History is littered with people who said “it cant be done”. Humanity could never fly – a mathematical impossibility; humanity would never get to the moon – a science fiction fantasy; humanity would never split the atom; or run a 4 minute mile; or travel underwater in machines for weeks at a time; or whatever….
Your faith in some science “producing the goods” but then not believing it is actually possible to do something else … is mistaken. And it demonstrates the dilemma I continue to ponder.
I suspect there are all sorts of vested interests in why people choose to believe in the possibility of one thing, but not in the possibility of another.
Flower
March 18, 2011 at 4:40 pm@ Free Country: “As Flower points out, the extremely limited options for disposing of spent nuclear fuel have put pressure on Japanese arrangements for storing them..”
Not good enough FC. In November 2000, Mutsu City, Aomori Prefecture (near Rokkasho Village), asked the Tokyo Electric Power Company (TEPCO) to carry out a field survey to examine whether an interim storage facility could be constructed in the city.
This request may have been prompted by the Japan Nuclear Fuel Limited’s (JNFL) advice that “spent fuel is currently stored in storage pools at individual nuclear power plants. However, at the present rate, these storage pools will reach capacity in the *near future.* Therefore, Japan’s utilities foresee a need to construct an off-site facility in which spent fuel can be properly stored and managed until it can be reprocessed.”
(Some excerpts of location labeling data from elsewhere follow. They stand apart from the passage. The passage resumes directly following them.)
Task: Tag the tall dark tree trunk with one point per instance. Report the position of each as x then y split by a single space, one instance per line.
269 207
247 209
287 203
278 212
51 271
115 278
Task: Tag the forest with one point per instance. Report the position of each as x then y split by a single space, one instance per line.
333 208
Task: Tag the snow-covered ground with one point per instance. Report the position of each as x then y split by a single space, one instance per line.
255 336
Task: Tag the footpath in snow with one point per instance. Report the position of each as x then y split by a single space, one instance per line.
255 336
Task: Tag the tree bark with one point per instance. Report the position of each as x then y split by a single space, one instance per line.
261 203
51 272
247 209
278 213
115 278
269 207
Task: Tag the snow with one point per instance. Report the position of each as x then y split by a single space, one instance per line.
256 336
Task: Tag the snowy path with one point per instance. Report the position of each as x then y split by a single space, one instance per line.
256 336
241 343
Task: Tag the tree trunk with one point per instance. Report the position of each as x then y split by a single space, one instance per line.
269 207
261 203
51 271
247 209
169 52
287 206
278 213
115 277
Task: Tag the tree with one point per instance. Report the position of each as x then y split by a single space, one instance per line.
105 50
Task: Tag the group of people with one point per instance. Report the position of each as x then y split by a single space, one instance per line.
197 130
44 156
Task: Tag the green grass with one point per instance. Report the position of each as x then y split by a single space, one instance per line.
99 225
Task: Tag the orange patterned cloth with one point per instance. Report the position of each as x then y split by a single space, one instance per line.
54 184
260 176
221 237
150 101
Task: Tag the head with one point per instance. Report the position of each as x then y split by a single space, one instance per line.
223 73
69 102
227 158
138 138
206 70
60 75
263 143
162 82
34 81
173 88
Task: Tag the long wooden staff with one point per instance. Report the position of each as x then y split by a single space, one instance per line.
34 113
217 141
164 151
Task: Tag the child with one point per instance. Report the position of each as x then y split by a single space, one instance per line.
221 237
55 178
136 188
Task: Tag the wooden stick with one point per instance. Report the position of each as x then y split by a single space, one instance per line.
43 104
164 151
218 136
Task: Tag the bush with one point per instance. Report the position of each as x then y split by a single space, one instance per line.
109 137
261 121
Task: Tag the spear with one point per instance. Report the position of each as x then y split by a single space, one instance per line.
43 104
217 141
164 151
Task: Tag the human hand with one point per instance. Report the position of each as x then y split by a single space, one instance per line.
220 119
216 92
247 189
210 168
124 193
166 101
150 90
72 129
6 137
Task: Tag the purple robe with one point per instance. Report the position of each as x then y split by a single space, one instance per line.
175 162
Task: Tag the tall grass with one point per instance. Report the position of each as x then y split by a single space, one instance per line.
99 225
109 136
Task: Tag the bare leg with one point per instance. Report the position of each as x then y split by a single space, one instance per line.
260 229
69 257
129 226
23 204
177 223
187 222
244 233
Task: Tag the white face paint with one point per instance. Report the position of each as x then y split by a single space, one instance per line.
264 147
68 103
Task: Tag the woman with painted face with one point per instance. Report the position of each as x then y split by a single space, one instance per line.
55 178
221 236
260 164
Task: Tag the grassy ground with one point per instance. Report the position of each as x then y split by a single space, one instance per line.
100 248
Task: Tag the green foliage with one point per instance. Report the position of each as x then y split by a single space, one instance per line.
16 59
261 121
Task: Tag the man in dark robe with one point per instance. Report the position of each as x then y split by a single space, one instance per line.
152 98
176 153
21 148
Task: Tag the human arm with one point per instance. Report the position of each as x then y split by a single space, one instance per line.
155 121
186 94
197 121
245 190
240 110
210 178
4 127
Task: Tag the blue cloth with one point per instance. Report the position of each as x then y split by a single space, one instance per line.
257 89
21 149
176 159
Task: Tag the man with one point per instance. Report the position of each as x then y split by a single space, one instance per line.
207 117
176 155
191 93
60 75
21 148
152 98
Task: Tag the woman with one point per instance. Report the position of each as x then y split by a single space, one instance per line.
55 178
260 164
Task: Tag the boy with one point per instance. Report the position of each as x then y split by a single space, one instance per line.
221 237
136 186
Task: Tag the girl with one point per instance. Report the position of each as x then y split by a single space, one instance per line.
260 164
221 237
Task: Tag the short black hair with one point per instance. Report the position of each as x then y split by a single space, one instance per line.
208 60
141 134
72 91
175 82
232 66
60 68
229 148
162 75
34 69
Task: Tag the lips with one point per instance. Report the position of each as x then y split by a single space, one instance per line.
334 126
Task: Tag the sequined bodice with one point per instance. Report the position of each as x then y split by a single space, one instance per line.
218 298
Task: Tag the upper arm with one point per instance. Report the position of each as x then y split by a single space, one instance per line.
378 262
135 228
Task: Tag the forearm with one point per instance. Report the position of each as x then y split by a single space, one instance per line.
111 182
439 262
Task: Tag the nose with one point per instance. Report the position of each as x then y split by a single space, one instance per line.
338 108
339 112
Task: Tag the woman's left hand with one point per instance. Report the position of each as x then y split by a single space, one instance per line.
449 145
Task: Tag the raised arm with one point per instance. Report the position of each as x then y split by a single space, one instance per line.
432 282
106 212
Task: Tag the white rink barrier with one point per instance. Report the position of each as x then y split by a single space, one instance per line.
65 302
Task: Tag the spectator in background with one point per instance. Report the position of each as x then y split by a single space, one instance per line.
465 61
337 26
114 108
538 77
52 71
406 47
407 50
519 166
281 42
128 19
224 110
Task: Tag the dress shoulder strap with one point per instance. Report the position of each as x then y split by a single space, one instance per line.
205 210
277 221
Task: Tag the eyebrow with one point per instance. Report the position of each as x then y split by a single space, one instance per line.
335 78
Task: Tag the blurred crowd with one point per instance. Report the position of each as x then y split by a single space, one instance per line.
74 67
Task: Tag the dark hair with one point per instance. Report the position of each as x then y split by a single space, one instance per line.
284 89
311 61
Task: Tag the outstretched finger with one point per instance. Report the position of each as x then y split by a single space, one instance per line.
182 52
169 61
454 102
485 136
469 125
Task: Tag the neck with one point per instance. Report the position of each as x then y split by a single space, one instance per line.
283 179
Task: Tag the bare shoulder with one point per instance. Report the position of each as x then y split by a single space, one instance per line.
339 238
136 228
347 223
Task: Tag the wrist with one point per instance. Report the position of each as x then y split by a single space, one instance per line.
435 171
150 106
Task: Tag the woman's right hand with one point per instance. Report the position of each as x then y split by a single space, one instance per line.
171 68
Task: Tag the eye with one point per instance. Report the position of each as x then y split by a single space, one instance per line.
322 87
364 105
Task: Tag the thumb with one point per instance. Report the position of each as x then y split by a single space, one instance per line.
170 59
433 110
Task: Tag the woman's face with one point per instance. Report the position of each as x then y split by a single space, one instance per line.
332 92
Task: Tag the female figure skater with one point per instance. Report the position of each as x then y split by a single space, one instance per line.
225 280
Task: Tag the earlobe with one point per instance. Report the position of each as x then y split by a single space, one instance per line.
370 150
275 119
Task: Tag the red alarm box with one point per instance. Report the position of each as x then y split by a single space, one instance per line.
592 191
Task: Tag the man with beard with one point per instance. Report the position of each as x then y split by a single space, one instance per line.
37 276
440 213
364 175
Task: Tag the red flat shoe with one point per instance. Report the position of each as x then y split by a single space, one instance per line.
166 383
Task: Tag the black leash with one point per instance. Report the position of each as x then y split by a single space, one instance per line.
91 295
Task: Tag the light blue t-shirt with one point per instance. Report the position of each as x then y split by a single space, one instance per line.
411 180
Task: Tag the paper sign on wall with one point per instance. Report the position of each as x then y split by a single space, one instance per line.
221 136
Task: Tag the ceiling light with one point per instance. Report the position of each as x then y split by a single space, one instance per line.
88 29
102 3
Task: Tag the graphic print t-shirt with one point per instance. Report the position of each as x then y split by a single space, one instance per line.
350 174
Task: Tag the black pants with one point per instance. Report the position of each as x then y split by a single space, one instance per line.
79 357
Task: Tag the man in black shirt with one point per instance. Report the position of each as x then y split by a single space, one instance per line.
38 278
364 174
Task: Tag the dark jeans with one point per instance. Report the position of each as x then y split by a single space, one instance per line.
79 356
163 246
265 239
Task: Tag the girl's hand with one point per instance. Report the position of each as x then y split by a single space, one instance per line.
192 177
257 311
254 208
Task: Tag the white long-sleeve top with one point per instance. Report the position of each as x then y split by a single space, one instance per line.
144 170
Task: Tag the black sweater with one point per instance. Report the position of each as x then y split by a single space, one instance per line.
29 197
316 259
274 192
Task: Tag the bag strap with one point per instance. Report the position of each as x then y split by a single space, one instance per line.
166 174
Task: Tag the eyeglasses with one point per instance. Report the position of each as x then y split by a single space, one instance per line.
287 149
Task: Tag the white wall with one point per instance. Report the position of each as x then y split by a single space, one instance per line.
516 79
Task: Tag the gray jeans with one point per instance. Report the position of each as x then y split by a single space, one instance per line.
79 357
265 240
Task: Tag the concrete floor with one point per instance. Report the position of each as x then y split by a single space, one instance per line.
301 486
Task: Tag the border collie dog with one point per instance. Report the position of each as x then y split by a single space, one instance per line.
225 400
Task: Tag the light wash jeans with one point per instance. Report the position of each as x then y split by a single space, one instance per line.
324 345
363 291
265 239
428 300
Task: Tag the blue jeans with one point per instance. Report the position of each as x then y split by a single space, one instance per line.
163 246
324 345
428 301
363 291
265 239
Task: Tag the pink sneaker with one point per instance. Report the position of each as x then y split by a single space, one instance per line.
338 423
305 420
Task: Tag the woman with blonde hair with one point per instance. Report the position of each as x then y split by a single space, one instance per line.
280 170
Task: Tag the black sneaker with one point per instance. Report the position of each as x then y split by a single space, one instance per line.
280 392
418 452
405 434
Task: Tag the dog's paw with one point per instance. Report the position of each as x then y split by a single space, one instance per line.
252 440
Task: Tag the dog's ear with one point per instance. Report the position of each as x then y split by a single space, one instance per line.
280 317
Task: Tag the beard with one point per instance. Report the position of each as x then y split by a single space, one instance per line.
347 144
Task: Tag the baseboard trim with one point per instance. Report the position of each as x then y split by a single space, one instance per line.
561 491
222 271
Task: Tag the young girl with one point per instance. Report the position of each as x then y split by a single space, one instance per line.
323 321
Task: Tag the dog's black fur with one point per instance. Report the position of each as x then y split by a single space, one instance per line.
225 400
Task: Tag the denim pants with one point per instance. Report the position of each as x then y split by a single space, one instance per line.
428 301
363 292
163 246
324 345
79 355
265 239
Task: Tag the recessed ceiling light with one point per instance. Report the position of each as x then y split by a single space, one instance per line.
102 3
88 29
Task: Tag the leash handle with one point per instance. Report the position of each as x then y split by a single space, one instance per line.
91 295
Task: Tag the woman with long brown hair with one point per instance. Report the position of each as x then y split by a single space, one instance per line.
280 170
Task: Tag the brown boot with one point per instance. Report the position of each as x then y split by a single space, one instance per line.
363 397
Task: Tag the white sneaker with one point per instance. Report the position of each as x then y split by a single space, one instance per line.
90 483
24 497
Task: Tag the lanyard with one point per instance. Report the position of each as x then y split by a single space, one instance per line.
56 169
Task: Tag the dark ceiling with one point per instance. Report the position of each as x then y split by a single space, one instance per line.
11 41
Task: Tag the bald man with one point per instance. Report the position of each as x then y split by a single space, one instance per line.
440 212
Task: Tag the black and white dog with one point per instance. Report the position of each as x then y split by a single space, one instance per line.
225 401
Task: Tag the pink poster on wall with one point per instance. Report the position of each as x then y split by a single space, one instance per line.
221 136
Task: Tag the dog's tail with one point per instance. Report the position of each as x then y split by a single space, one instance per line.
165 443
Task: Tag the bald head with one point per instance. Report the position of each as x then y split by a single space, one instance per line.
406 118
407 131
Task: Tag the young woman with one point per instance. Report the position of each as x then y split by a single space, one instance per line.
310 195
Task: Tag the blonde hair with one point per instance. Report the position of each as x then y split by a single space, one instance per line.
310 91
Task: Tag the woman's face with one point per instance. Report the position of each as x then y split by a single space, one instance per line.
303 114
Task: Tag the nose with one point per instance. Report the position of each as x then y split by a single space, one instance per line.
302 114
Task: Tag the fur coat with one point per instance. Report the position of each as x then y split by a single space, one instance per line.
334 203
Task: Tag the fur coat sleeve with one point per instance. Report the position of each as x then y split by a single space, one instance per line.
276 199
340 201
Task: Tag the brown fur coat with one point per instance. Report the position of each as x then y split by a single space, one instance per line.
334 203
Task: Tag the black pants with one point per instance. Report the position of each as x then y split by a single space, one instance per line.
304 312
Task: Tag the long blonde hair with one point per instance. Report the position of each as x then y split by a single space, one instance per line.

Three years on, in 2003, TEPCO was considering plans to bring an interim storage facility into operation by around 2010, covering an area of 100,000 square metres.
However, TEPCO and JAPCO (JV partners) did not apply to the Japanese government for a licence to construct the facility until March 2007. On 27 August 2010, the joint venture announced that it had received approval from the Ministry of Economy, Trade and Industry (Meti) for the design and construction of the Recyclable Fuel Storage Centre.
At a minimum of eleven years on of wilful delay, one could be assured that David Dowell, all fair-minded Australians and I would agree that the pawns in this blatant disregard for safety are the Japanese people (‘Citizens’ Nuclear Insurance – Total Liability’) who have paid dearly for nuclear plants that are controlled by morally bankrupt swindlers, and worse, controlled with impunity.
freecountry
March 18, 2011 at 4:58 pmJim Reiher, there never was any mathematical theorem saying that we couldn’t fly. Aristotle would have of any such claim, merely by pointing to insects and birds. The same with getting to the moon; it was essentially a matter of harnessing and controlling enough energy to escape earth’s gravity intact and survive the landing.
freecountry
March 18, 2011 at 4:59 pmAristotle would have made short work of any such claim, I meant to say.